Re: Very slow



Στις 13/1/2012 12:05 πμ, ο/η Kaz Kylheku έγραψε:
On 2012-01-12, George Mpouras<nospam.gravitalsun@xxxxxxxxxxxxxxxxxx> wrote:
Create a test file with 20000000 same lines of 50 commas (it will be
1020000000 bytes)
,,,,,,,,,,,,,,,,,,,,,,,,,,,,,,,,,,,,,,,,,,,,,,,,,,

Now I have a perl and C program running almost the same code. Perl needs
about 6 minutes to finish while the C version finishes at 20 seconds.
The difference is huge. What can I do for a faster perl version
Following the two programs


--== C ==--


#define _GNU_SOURCE
#include<stdio.h>
#include<stdlib.h>

int main(void) {
char *line = NULL;
char *p = NULL;
int NC = 1;
int n = 0;
size_t len = 0;
ssize_t read;

Unused variable.

while (getline(&line,&len, stdin) != -1) {
n = 1;
for (p = line; *p != '\0'; p++) {
if (*p == ',') { n++; }
else if (*p == '\\') { p++; }

The buffer returned by the getline function only includes the newline character
if one occurs in the data. What if it doesn't?

Then by dumb luck could end up with a string like "...," or "...\".

Then you increment the pointer, and now it points to the null terminator.
But then for loop's increment step step will increment the pointer again,
beyond the end of the string. Then the '*p != '\0' test is applied to an
invalid pointer.

}
if (n> NC) {
NC = n;
}
}
if (line) free(line);

You don't have to test for null because free(NULL) is well-defined behavior.
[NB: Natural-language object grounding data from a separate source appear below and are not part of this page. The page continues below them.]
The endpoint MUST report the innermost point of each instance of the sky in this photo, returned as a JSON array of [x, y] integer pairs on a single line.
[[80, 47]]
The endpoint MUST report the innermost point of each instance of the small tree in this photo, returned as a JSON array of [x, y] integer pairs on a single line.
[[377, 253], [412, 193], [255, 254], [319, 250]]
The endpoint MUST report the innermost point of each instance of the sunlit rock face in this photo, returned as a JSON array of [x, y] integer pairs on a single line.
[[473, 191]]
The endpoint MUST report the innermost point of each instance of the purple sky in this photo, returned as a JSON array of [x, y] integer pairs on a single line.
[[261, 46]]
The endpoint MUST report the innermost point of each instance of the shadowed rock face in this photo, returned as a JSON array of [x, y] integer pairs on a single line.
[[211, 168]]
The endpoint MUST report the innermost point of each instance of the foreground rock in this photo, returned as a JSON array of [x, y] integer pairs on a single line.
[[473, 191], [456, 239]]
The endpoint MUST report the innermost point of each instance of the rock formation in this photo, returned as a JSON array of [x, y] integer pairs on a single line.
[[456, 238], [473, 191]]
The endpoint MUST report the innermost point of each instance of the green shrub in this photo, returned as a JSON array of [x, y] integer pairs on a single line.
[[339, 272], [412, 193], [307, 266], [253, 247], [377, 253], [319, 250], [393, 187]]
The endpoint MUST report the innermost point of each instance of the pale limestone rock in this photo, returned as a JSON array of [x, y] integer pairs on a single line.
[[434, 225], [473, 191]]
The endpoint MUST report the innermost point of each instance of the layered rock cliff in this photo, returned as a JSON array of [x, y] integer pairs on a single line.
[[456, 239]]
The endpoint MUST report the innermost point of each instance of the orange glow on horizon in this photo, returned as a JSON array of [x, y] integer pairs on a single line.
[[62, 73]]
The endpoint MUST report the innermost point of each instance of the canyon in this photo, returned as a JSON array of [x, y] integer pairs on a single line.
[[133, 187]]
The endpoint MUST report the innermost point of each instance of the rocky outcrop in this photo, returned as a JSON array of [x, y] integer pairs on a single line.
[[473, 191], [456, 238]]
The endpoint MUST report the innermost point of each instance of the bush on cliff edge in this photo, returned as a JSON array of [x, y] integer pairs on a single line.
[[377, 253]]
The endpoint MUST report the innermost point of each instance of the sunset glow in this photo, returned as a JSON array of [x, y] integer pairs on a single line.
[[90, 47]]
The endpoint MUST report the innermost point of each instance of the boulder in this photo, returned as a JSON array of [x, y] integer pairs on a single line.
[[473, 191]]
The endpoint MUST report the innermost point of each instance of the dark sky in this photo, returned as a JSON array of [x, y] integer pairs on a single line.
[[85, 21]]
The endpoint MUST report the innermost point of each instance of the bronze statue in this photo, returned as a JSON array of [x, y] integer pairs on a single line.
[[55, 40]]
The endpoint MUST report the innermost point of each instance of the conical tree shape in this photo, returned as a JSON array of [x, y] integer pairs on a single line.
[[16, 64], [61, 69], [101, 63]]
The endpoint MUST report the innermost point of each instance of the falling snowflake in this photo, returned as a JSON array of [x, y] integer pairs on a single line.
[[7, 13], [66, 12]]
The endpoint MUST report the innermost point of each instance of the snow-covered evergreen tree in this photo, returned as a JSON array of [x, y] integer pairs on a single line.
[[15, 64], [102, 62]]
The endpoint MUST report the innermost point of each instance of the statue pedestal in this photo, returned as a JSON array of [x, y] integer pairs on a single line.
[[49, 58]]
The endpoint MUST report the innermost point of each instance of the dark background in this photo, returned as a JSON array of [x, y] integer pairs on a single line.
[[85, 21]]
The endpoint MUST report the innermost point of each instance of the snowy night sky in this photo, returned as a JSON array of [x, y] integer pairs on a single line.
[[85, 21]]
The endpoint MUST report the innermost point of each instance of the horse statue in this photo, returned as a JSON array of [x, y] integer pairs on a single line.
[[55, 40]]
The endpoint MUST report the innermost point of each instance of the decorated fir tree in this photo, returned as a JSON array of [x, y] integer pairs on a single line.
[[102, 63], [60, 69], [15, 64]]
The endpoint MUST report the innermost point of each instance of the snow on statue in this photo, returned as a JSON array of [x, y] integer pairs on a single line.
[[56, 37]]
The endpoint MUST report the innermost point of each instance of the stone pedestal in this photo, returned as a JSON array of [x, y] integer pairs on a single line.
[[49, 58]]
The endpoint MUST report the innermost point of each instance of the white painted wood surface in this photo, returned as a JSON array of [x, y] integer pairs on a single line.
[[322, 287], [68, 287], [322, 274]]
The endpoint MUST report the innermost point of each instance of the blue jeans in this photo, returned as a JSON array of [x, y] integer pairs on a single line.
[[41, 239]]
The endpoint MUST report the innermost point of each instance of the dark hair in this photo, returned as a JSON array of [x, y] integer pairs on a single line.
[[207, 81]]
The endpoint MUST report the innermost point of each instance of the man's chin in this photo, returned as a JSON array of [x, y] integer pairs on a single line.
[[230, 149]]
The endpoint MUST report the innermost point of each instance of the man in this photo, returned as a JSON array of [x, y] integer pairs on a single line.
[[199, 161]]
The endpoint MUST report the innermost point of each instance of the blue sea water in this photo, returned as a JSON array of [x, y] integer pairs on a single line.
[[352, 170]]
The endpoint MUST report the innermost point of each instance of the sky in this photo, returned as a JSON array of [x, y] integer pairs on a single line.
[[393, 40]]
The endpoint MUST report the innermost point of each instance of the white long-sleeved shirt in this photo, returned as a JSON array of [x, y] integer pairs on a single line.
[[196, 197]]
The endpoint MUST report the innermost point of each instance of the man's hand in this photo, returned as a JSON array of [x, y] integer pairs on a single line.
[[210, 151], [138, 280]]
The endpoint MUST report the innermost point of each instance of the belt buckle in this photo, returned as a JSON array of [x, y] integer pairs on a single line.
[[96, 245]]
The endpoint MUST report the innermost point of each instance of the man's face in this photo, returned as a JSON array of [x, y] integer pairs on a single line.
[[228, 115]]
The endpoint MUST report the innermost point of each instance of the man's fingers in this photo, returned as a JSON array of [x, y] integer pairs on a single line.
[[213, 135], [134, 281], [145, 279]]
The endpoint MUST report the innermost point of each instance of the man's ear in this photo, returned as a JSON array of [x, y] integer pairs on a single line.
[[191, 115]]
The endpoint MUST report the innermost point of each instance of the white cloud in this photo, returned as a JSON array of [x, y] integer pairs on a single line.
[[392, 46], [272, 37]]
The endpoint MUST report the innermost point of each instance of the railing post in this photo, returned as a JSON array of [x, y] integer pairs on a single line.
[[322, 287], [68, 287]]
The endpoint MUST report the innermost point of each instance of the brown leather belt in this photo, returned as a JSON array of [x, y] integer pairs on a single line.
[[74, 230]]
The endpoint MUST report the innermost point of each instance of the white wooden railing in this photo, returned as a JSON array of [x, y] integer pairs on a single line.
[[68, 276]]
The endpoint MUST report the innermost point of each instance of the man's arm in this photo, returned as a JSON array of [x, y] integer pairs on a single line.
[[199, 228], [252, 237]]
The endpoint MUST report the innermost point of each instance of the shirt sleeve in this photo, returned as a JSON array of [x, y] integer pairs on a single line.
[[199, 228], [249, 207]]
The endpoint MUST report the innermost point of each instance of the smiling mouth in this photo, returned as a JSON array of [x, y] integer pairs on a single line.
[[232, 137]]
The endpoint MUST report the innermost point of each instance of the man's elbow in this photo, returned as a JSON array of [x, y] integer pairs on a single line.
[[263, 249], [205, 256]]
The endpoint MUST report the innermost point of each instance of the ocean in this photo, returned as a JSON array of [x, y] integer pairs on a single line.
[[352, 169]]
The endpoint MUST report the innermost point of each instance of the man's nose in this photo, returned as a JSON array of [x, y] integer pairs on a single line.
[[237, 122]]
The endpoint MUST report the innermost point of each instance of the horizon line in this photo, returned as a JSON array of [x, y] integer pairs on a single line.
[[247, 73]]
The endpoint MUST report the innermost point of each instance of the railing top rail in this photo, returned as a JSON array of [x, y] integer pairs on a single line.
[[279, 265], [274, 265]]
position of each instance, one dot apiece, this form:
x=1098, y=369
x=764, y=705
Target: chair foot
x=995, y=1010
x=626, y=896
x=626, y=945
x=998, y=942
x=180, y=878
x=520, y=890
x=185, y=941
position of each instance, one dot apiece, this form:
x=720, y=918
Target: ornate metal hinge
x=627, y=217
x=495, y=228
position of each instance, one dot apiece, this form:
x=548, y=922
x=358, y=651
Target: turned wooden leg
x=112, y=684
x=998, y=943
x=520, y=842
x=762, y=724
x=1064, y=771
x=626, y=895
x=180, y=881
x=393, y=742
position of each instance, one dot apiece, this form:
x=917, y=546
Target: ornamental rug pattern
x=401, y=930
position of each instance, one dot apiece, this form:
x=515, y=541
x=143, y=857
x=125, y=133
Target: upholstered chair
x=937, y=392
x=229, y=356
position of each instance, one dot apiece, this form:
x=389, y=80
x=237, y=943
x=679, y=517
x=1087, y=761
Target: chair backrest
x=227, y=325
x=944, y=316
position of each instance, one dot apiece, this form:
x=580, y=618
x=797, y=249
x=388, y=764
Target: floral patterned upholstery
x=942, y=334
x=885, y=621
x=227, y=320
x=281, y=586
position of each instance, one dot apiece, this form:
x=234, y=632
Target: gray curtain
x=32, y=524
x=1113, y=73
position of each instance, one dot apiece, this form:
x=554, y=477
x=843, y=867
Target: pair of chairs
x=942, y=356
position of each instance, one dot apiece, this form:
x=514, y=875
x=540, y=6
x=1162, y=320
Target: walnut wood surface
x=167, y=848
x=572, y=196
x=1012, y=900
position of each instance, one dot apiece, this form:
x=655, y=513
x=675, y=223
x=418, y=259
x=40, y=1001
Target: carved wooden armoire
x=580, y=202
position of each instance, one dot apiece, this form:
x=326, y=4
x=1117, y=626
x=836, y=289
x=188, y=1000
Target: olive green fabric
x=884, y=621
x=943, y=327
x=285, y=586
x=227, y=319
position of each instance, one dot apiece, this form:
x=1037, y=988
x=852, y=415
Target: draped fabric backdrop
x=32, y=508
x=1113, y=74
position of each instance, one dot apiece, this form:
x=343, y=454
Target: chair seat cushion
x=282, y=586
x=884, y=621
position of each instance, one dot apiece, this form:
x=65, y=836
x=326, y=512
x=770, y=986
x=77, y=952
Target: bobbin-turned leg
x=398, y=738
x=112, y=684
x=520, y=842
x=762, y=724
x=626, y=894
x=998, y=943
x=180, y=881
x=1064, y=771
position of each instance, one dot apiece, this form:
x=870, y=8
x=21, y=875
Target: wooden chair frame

This line is a waste of cycles anyway if you know that the OS cleans up the
virtual memory in one fell swoop. You're just twiddling around some pointers
inside malloc's heap, when a moment later, that entire heap is going to be
history.

Releasing all memory is good in a debug build of a program, just so show that
you /can/ do it, and to help with hunting down leaks.

printf("%d\n", NC);
return EXIT_SUCCESS;
}

There is no need to dynamically allocate buffers to hold an entire
line. Try this one:

#include<stdio.h>

/* Look Ma, no malloc, no getline, no _GNU_SOURCE.
Not even a single pointer declaration. */

int main(void)
{
int NC = 1;
int n = 1;
enum state { init, esc, done } state = init;

while (state != done) {
int ch = getchar();
switch (ch) {
case '\n': case EOF:
if (n> NC)
NC = n;
n = 1;
state = (ch == EOF) ? done : init;
break;
case '\\':
switch (state) {
case init: state = esc; break;
case esc: state = init; break;
}
break;
case ',':
if (state == init)
n++;
/* fallthrough */
default:
state = init;
break;
}
}
printf("%d\n", NC);
return 0;
}

thanks Kaz
.